Most Malaysian banks are spending millions adding AI features to their apps.
Ryt Bank removed the app interface entirely.
In just over seven months since its launch, Ryt Bank — built by YTL Power and Sea Limited — has passed 1.2 million users. Nearly half engage regularly with Ryt AI, the bank’s core feature: a conversational interface built on ILMU, Malaysia’s sovereign AI model developed by YTL AI Labs. You don’t tap buttons to transfer RM500 to a friend. You type, or say: “Send RM500 to Ahmad.” Done.
Tencent Cloud announced a partnership with Ryt Bank on May 11 to power the real-time communication layer behind Ryt AI — the infrastructure handling transaction instructions, security verification, and message routing without downtime. On launch day, the system handled 50,000 concurrent users with zero outages.
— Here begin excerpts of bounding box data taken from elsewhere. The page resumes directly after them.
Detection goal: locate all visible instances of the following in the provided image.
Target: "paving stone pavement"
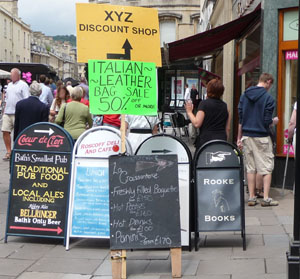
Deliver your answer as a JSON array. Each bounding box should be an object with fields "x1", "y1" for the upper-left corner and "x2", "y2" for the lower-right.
[{"x1": 0, "y1": 135, "x2": 293, "y2": 279}]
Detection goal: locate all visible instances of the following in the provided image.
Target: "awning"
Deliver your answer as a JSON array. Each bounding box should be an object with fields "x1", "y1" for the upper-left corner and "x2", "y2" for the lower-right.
[
  {"x1": 198, "y1": 68, "x2": 221, "y2": 87},
  {"x1": 168, "y1": 6, "x2": 261, "y2": 62},
  {"x1": 0, "y1": 69, "x2": 10, "y2": 79}
]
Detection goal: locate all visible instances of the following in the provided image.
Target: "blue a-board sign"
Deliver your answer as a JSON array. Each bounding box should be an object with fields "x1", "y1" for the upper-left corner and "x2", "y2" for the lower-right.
[
  {"x1": 72, "y1": 166, "x2": 109, "y2": 237},
  {"x1": 66, "y1": 126, "x2": 132, "y2": 250},
  {"x1": 5, "y1": 122, "x2": 73, "y2": 242}
]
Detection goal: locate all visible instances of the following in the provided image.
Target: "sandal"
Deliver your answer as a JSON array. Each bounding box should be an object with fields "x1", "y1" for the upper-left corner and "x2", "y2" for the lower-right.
[
  {"x1": 3, "y1": 152, "x2": 11, "y2": 161},
  {"x1": 255, "y1": 192, "x2": 264, "y2": 199}
]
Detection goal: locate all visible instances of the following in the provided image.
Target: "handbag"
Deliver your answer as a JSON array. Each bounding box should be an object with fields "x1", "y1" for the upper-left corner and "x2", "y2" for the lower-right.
[{"x1": 59, "y1": 104, "x2": 67, "y2": 127}]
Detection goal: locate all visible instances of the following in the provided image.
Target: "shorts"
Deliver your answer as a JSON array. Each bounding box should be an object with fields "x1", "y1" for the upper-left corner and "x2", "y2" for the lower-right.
[
  {"x1": 1, "y1": 114, "x2": 15, "y2": 133},
  {"x1": 242, "y1": 137, "x2": 274, "y2": 175}
]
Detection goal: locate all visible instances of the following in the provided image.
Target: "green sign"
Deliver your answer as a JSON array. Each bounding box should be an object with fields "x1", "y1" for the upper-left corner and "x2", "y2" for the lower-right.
[{"x1": 89, "y1": 60, "x2": 157, "y2": 115}]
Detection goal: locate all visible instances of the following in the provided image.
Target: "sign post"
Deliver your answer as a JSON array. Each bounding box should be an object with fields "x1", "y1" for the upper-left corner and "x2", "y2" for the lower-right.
[
  {"x1": 76, "y1": 4, "x2": 161, "y2": 67},
  {"x1": 5, "y1": 123, "x2": 73, "y2": 242},
  {"x1": 76, "y1": 4, "x2": 168, "y2": 279},
  {"x1": 195, "y1": 140, "x2": 246, "y2": 251},
  {"x1": 66, "y1": 126, "x2": 132, "y2": 250}
]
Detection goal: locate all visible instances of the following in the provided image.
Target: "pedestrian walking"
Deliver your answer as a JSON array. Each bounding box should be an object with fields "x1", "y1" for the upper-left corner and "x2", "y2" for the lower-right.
[
  {"x1": 102, "y1": 114, "x2": 121, "y2": 129},
  {"x1": 184, "y1": 83, "x2": 191, "y2": 101},
  {"x1": 14, "y1": 81, "x2": 49, "y2": 140},
  {"x1": 2, "y1": 68, "x2": 30, "y2": 161},
  {"x1": 40, "y1": 75, "x2": 53, "y2": 108},
  {"x1": 189, "y1": 84, "x2": 202, "y2": 139},
  {"x1": 237, "y1": 73, "x2": 278, "y2": 206},
  {"x1": 55, "y1": 86, "x2": 93, "y2": 141},
  {"x1": 79, "y1": 77, "x2": 89, "y2": 100},
  {"x1": 288, "y1": 102, "x2": 297, "y2": 155},
  {"x1": 185, "y1": 79, "x2": 230, "y2": 150},
  {"x1": 49, "y1": 85, "x2": 70, "y2": 123},
  {"x1": 125, "y1": 115, "x2": 159, "y2": 153},
  {"x1": 67, "y1": 85, "x2": 90, "y2": 106}
]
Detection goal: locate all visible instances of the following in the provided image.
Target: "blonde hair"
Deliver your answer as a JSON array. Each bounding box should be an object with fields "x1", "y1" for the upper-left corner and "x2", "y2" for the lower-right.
[{"x1": 70, "y1": 86, "x2": 83, "y2": 101}]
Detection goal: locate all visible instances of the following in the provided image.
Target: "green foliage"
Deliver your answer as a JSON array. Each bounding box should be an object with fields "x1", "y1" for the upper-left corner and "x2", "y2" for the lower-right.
[{"x1": 53, "y1": 35, "x2": 76, "y2": 46}]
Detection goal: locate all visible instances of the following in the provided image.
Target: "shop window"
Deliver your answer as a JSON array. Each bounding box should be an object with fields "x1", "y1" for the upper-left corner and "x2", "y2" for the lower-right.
[
  {"x1": 4, "y1": 19, "x2": 7, "y2": 38},
  {"x1": 277, "y1": 9, "x2": 298, "y2": 156},
  {"x1": 281, "y1": 50, "x2": 298, "y2": 155},
  {"x1": 159, "y1": 20, "x2": 176, "y2": 47}
]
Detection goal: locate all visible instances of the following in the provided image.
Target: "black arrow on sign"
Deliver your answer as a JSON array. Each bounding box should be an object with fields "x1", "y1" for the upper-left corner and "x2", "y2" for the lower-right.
[
  {"x1": 107, "y1": 39, "x2": 132, "y2": 60},
  {"x1": 152, "y1": 149, "x2": 172, "y2": 154}
]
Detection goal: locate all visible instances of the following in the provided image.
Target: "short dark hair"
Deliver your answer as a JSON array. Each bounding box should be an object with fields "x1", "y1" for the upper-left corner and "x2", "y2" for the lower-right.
[
  {"x1": 206, "y1": 79, "x2": 225, "y2": 99},
  {"x1": 40, "y1": 75, "x2": 46, "y2": 83},
  {"x1": 259, "y1": 73, "x2": 274, "y2": 83}
]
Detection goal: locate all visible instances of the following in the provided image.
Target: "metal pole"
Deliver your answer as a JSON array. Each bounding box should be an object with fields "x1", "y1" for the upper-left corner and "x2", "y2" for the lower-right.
[
  {"x1": 288, "y1": 0, "x2": 300, "y2": 279},
  {"x1": 293, "y1": 0, "x2": 300, "y2": 241}
]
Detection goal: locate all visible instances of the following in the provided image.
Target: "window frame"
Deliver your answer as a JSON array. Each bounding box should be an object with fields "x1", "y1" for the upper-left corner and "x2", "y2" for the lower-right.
[{"x1": 276, "y1": 8, "x2": 298, "y2": 157}]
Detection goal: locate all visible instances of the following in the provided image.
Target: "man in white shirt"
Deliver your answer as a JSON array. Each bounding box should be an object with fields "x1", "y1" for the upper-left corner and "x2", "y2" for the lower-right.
[
  {"x1": 2, "y1": 68, "x2": 30, "y2": 161},
  {"x1": 40, "y1": 75, "x2": 53, "y2": 108},
  {"x1": 184, "y1": 83, "x2": 191, "y2": 101}
]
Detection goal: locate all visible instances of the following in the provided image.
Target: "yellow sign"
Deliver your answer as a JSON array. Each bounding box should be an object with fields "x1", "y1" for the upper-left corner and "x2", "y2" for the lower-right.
[{"x1": 76, "y1": 4, "x2": 161, "y2": 67}]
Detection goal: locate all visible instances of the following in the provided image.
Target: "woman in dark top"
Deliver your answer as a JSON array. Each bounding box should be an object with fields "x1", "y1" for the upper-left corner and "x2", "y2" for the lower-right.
[{"x1": 185, "y1": 79, "x2": 230, "y2": 149}]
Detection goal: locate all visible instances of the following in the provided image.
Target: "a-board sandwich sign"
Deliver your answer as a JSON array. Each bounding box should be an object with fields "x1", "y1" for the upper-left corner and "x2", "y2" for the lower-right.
[
  {"x1": 66, "y1": 126, "x2": 132, "y2": 249},
  {"x1": 109, "y1": 155, "x2": 181, "y2": 250},
  {"x1": 135, "y1": 135, "x2": 192, "y2": 249},
  {"x1": 5, "y1": 123, "x2": 73, "y2": 241},
  {"x1": 195, "y1": 141, "x2": 246, "y2": 252},
  {"x1": 76, "y1": 4, "x2": 161, "y2": 67},
  {"x1": 89, "y1": 60, "x2": 157, "y2": 115}
]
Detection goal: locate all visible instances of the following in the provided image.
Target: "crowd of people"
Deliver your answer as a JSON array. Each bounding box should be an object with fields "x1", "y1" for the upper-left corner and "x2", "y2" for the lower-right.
[
  {"x1": 2, "y1": 68, "x2": 159, "y2": 155},
  {"x1": 185, "y1": 73, "x2": 282, "y2": 206},
  {"x1": 2, "y1": 68, "x2": 297, "y2": 209}
]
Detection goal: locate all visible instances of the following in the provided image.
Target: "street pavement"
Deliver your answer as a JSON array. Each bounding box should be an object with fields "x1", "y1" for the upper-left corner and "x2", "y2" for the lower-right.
[{"x1": 0, "y1": 135, "x2": 293, "y2": 279}]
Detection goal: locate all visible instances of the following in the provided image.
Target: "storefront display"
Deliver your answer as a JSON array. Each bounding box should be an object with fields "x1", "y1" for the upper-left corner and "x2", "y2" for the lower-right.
[{"x1": 277, "y1": 9, "x2": 298, "y2": 156}]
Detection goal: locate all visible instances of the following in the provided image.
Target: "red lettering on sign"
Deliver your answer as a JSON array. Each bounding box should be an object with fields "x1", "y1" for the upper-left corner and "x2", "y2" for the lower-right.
[
  {"x1": 18, "y1": 134, "x2": 38, "y2": 146},
  {"x1": 47, "y1": 135, "x2": 65, "y2": 147}
]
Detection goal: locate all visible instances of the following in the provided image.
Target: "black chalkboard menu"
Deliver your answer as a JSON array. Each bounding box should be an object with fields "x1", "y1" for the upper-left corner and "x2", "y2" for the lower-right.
[
  {"x1": 109, "y1": 155, "x2": 181, "y2": 250},
  {"x1": 5, "y1": 123, "x2": 73, "y2": 241}
]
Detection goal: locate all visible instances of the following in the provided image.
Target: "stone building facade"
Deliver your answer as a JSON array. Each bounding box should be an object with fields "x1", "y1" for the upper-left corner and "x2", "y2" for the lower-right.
[
  {"x1": 0, "y1": 0, "x2": 31, "y2": 63},
  {"x1": 31, "y1": 32, "x2": 78, "y2": 79}
]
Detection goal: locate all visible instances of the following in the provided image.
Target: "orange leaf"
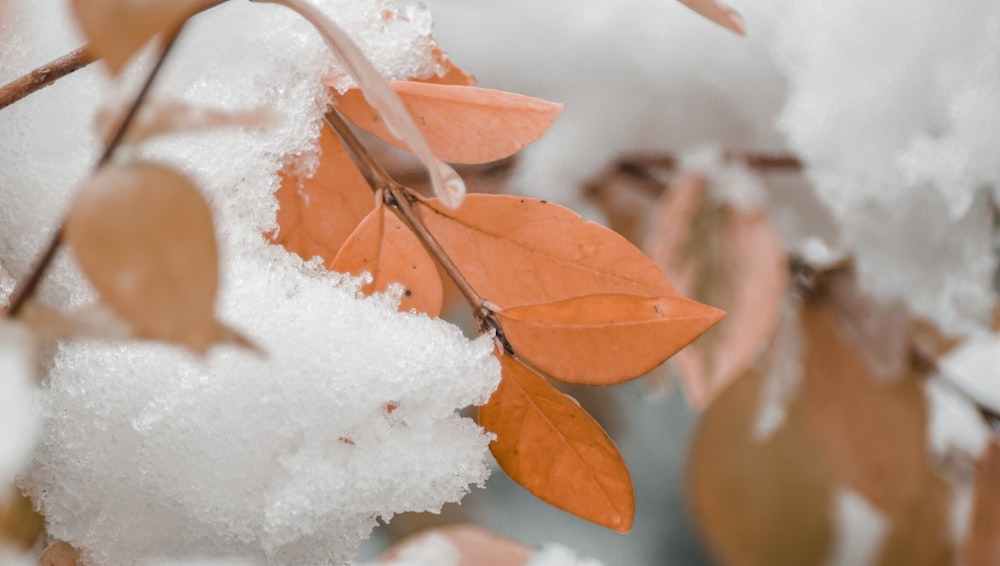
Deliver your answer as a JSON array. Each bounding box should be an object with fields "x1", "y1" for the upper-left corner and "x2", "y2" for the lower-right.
[
  {"x1": 479, "y1": 356, "x2": 635, "y2": 533},
  {"x1": 647, "y1": 175, "x2": 788, "y2": 408},
  {"x1": 37, "y1": 540, "x2": 80, "y2": 566},
  {"x1": 330, "y1": 203, "x2": 444, "y2": 316},
  {"x1": 801, "y1": 305, "x2": 928, "y2": 517},
  {"x1": 680, "y1": 0, "x2": 747, "y2": 35},
  {"x1": 379, "y1": 525, "x2": 534, "y2": 566},
  {"x1": 271, "y1": 127, "x2": 375, "y2": 263},
  {"x1": 336, "y1": 81, "x2": 562, "y2": 163},
  {"x1": 71, "y1": 0, "x2": 216, "y2": 75},
  {"x1": 686, "y1": 373, "x2": 837, "y2": 566},
  {"x1": 497, "y1": 295, "x2": 723, "y2": 385},
  {"x1": 424, "y1": 45, "x2": 476, "y2": 86},
  {"x1": 964, "y1": 440, "x2": 1000, "y2": 566},
  {"x1": 418, "y1": 194, "x2": 676, "y2": 308},
  {"x1": 65, "y1": 163, "x2": 245, "y2": 353}
]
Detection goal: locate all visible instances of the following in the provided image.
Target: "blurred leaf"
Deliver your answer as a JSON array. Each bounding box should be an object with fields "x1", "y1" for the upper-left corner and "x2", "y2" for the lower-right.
[
  {"x1": 379, "y1": 525, "x2": 534, "y2": 566},
  {"x1": 801, "y1": 305, "x2": 929, "y2": 518},
  {"x1": 418, "y1": 194, "x2": 676, "y2": 308},
  {"x1": 270, "y1": 127, "x2": 375, "y2": 265},
  {"x1": 330, "y1": 203, "x2": 444, "y2": 316},
  {"x1": 877, "y1": 468, "x2": 956, "y2": 566},
  {"x1": 336, "y1": 81, "x2": 562, "y2": 163},
  {"x1": 37, "y1": 540, "x2": 81, "y2": 566},
  {"x1": 479, "y1": 356, "x2": 635, "y2": 533},
  {"x1": 65, "y1": 163, "x2": 247, "y2": 353},
  {"x1": 70, "y1": 0, "x2": 217, "y2": 75},
  {"x1": 18, "y1": 301, "x2": 134, "y2": 340},
  {"x1": 963, "y1": 439, "x2": 1000, "y2": 566},
  {"x1": 680, "y1": 0, "x2": 747, "y2": 35},
  {"x1": 0, "y1": 490, "x2": 45, "y2": 551},
  {"x1": 497, "y1": 294, "x2": 724, "y2": 385},
  {"x1": 647, "y1": 175, "x2": 788, "y2": 408},
  {"x1": 687, "y1": 373, "x2": 836, "y2": 566}
]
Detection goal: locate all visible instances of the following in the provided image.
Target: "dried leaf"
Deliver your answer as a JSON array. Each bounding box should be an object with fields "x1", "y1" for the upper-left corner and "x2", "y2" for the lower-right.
[
  {"x1": 65, "y1": 163, "x2": 242, "y2": 353},
  {"x1": 271, "y1": 128, "x2": 375, "y2": 264},
  {"x1": 379, "y1": 525, "x2": 534, "y2": 566},
  {"x1": 687, "y1": 373, "x2": 836, "y2": 566},
  {"x1": 680, "y1": 0, "x2": 747, "y2": 35},
  {"x1": 801, "y1": 305, "x2": 928, "y2": 518},
  {"x1": 418, "y1": 194, "x2": 676, "y2": 308},
  {"x1": 647, "y1": 175, "x2": 788, "y2": 408},
  {"x1": 876, "y1": 463, "x2": 956, "y2": 566},
  {"x1": 263, "y1": 0, "x2": 465, "y2": 208},
  {"x1": 71, "y1": 0, "x2": 217, "y2": 75},
  {"x1": 337, "y1": 81, "x2": 562, "y2": 163},
  {"x1": 37, "y1": 540, "x2": 80, "y2": 566},
  {"x1": 497, "y1": 295, "x2": 724, "y2": 385},
  {"x1": 329, "y1": 203, "x2": 444, "y2": 316},
  {"x1": 424, "y1": 45, "x2": 476, "y2": 86},
  {"x1": 96, "y1": 99, "x2": 275, "y2": 143},
  {"x1": 964, "y1": 439, "x2": 1000, "y2": 566},
  {"x1": 0, "y1": 491, "x2": 45, "y2": 551},
  {"x1": 479, "y1": 356, "x2": 635, "y2": 533}
]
Who this actually matters to:
→ Malaysian conventional banks (Maybank, CIMB, RHB, Hong Leong) — 1.2 million users in seven months is the fastest digital bank adoption Malaysia has recorded; the customers Ryt Bank acquired weren’t the unbanked; they were already banked and chose something simpler → Malaysian fintech startups building on payments infrastructure — Zero-UI banking (an 8-step transaction reduced to a single sentence) is a design direction, not just a product feature; it changes what payments infrastructure needs to support → Malaysian SMEs — Ryt Bank has announced “Ryt Business” for late 2026: an AI tool positioned as an automated accountant and treasurer for small businesses; same conversational model applied to cash flow and invoicing → Malaysian financial regulators (BNM) — ILMU is a sovereign model with data stored in Malaysian-owned facilities; the Tencent Cloud infrastructure partnership sits below the AI layer; BNM’s cloud outsourcing guidelines apply to the full technology stack, not just where the model was trained
MULTIPLE PERSPECTIVES
The 1.2 million user figure obscures the more important number: nearly half are actively using Ryt AI. For a banking product, 48% active engagement on a core AI feature isn’t a pilot metric. That’s product-market fit.
The tension in the story: Ryt Bank markets ILMU as a sovereign Malaysian AI — model built here, data stored in Malaysian-owned facilities. The infrastructure partnership is with Tencent Cloud, a Chinese company. Sovereign AI doesn’t mean the full stack is Malaysian. BNM’s third-party risk management guidelines require due diligence on the whole chain. The sovereignty claim needs to survive a reading of the outsourcing structure, not just the model origin.
For Malaysian SMEs watching Ryt Business: the AI-as-treasurer model works best when your financial data is clean, consistent, and in one place. Most Malaysian SME finances run across a 2019 bank account, three spreadsheets, and a WhatsApp thread with the bookkeeper. A conversational interface won’t fix fragmented data. It’ll just ask better questions about it.
If your banking experience has more steps in it than the actual decision you’re trying to make — is that the bank’s design choice, or have you just stopped noticing the friction?
If you’re an SME tracking your own accounts manually — Ryt Business late 2026 is worth watching. The principles behind Zero-UI banking transfer directly to financial operations, not just personal transfers.
If your current banking setup works well enough for your needs — this story isn’t a product recommendation. It’s a signal about where Malaysian digital banking is heading and what your current provider will be competing against in 12 months.
The interface you remove is sometimes more valuable than the feature you add.

— Tony
Sharing what I learn building real things with AI.